The combination of weak economic data has added to pressure on the Bank of England to control inflation without generating a recession. Andrew Bailey, BoE governor, said he hoped that the central bank could still pull off a soft landing.
But Bailey warned that “it is a narrow path” and the BoE was dealing with the opposing forces of a strong labour market adding to inflation and risks of a recession caused by higher food and energy prices squeezing household incomes.
The cautious words of the BoE governor contrasted with the more hawkish comments on interest rates this week from Jay Powell, chair of the Federal Reserve, who also faces surging inflation but without the same threat to US incomes.
The contrast between US data, which have been strong, and softening UK data sent sterling sharply down on Friday. By the close of trading in London, the pound was down 1.44 per cent against the US dollar at $1.284, the lowest level since late 2020.
Sterling initially plummeted on weak retail and consumer confidence figures. The volume of high street sales fell 1.4 per cent in March, the Office for National Statistics said, worse than the 0.3 per cent drop forecast in a Reuters poll and the second consecutive monthly decline.
Separate data released on Friday by the research company GfK showed that, in April, UK consumer confidence plunged to a near all-time low since records began in 1974, reflecting the impact of the cost-of-living crisis.
Thomas Pugh, economist at the consultancy RSM, said the retail data were the first official sign of the toll of high inflation on consumer spending and the economy. He warned of “worse to come” over the next few months, with the cost-of-living crisis likely to deteriorate in April because of a jump in energy bills and taxes.
For sterling, “this is like a dam breaking”, Kit Juckes, an analyst at Société Générale, said of the retail figures, adding that the 1.5 percentage points of interest rate rises anticipated by the market for this year now looked unrealistic. With the pound having dropped below $1.30, the next likely target was $1.25, he said.

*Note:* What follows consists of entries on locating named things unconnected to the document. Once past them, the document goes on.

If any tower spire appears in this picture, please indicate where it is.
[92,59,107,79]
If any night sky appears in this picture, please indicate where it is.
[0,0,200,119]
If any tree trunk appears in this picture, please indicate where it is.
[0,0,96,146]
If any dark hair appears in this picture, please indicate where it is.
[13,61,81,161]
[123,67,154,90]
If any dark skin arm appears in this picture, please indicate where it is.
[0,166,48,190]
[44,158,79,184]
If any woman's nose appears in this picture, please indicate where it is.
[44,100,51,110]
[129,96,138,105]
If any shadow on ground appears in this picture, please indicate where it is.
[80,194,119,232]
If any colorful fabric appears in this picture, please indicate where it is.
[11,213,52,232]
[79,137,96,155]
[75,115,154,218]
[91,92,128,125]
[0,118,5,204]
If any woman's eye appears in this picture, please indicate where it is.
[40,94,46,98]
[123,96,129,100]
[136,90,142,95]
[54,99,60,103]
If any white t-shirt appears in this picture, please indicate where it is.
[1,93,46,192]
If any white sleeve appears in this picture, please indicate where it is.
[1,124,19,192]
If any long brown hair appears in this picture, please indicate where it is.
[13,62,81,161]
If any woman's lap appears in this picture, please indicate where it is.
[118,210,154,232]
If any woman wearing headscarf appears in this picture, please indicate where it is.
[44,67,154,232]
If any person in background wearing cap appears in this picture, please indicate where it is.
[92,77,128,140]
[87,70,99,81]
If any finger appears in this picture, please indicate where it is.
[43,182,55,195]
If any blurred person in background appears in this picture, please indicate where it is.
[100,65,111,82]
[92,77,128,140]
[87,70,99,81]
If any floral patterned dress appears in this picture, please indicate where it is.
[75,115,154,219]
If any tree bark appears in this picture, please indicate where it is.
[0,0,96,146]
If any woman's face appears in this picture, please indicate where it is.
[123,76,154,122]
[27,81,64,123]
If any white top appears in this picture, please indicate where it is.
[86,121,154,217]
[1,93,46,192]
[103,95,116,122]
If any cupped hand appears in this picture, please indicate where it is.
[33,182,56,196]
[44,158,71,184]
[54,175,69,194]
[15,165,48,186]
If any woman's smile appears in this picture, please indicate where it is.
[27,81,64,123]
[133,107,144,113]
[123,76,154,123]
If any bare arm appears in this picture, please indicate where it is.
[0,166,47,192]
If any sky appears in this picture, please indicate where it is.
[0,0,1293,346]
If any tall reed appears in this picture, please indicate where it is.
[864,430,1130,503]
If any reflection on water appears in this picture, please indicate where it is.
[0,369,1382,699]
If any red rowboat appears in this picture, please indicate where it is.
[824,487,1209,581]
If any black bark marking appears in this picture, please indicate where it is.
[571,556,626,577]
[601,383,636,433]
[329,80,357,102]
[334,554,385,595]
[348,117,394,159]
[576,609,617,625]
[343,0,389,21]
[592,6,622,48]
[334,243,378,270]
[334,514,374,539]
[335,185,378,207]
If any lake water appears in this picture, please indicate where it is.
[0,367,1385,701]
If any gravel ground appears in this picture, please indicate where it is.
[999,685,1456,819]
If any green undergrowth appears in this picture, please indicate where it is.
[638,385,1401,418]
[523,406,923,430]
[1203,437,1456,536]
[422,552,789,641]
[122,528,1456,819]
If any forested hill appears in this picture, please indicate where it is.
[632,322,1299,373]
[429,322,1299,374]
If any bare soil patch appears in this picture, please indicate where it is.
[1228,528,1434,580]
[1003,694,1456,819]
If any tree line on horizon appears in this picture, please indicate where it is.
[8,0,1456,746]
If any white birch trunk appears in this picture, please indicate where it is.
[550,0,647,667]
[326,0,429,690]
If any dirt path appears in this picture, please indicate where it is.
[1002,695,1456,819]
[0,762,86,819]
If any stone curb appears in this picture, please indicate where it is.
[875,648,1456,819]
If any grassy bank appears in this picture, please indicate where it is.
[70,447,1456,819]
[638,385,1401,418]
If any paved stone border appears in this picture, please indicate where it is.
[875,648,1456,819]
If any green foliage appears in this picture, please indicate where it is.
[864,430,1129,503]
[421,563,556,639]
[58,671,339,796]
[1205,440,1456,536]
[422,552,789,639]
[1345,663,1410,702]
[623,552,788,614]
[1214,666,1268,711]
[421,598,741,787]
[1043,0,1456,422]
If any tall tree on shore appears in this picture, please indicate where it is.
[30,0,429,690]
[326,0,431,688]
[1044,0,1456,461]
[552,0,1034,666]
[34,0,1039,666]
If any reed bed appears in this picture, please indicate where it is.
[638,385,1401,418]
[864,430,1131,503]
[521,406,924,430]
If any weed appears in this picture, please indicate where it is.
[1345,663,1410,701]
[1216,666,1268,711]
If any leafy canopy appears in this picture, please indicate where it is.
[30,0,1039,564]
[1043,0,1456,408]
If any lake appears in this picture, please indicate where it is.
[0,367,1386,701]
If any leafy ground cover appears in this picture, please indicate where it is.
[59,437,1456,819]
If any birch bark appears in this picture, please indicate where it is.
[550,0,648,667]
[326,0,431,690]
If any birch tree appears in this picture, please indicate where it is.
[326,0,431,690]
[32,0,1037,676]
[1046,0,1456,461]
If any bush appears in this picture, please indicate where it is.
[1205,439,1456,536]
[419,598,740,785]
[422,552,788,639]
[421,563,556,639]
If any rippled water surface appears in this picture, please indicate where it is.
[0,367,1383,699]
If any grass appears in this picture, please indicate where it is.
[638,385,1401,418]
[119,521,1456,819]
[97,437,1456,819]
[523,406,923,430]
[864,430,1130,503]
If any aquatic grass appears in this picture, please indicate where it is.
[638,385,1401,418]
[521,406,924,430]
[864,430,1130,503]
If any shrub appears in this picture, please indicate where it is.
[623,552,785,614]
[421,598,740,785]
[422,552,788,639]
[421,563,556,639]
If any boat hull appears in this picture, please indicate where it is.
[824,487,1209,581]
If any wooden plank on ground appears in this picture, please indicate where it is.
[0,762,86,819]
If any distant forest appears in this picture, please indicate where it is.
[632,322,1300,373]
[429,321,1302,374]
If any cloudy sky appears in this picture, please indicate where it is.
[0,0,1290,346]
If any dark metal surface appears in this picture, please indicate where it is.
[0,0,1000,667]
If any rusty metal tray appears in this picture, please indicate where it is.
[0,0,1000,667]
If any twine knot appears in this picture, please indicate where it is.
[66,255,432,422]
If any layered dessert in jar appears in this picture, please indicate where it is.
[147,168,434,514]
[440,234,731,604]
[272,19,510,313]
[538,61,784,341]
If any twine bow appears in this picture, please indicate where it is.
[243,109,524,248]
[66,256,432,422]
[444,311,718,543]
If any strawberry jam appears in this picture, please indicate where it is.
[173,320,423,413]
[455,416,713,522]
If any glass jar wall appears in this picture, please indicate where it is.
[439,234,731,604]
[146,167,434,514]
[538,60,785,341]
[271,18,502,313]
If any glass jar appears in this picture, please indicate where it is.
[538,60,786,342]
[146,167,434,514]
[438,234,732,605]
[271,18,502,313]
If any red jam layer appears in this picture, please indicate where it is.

Later on Friday morning, the weaker data were reinforced by a flash purchasing managers’ index, compiled by S&P Global, also suggesting that rises in energy and food prices were rapidly cooling activity in the economy. The index fell from 60.9 in March to 57.6, the lowest reading since January and below economists’ expectations.

The biggest problem noted by the survey was a drop-off in the momentum of new business, with companies reporting slower consumer demand.
“Orders received by manufacturers have almost stalled, driven by an increasing loss of exports, and growth of demand for services has slumped to among the weakest since the lockdowns of early 2021,” said Chris Williamson, chief business economist at S&P Global.
The ONS retail sales data showed that online sales were hit particularly hard as households cut back on discretionary spending. Sales slipped 7.9 per cent in March compared with the previous month, the largest monthly fall since January 2001.
Fuel sales also fell substantially, by 3.8 per cent, with evidence suggesting that some people reduced non-essential journeys following record-high petrol prices.
The data “surely quashes any remaining chance that the Monetary Policy Committee might raise the bank rate by [half a percentage point] next month, though a [quarter-point] hike still looks likely”, added Samuel Tombs, economist at Pantheon Macroeconomics.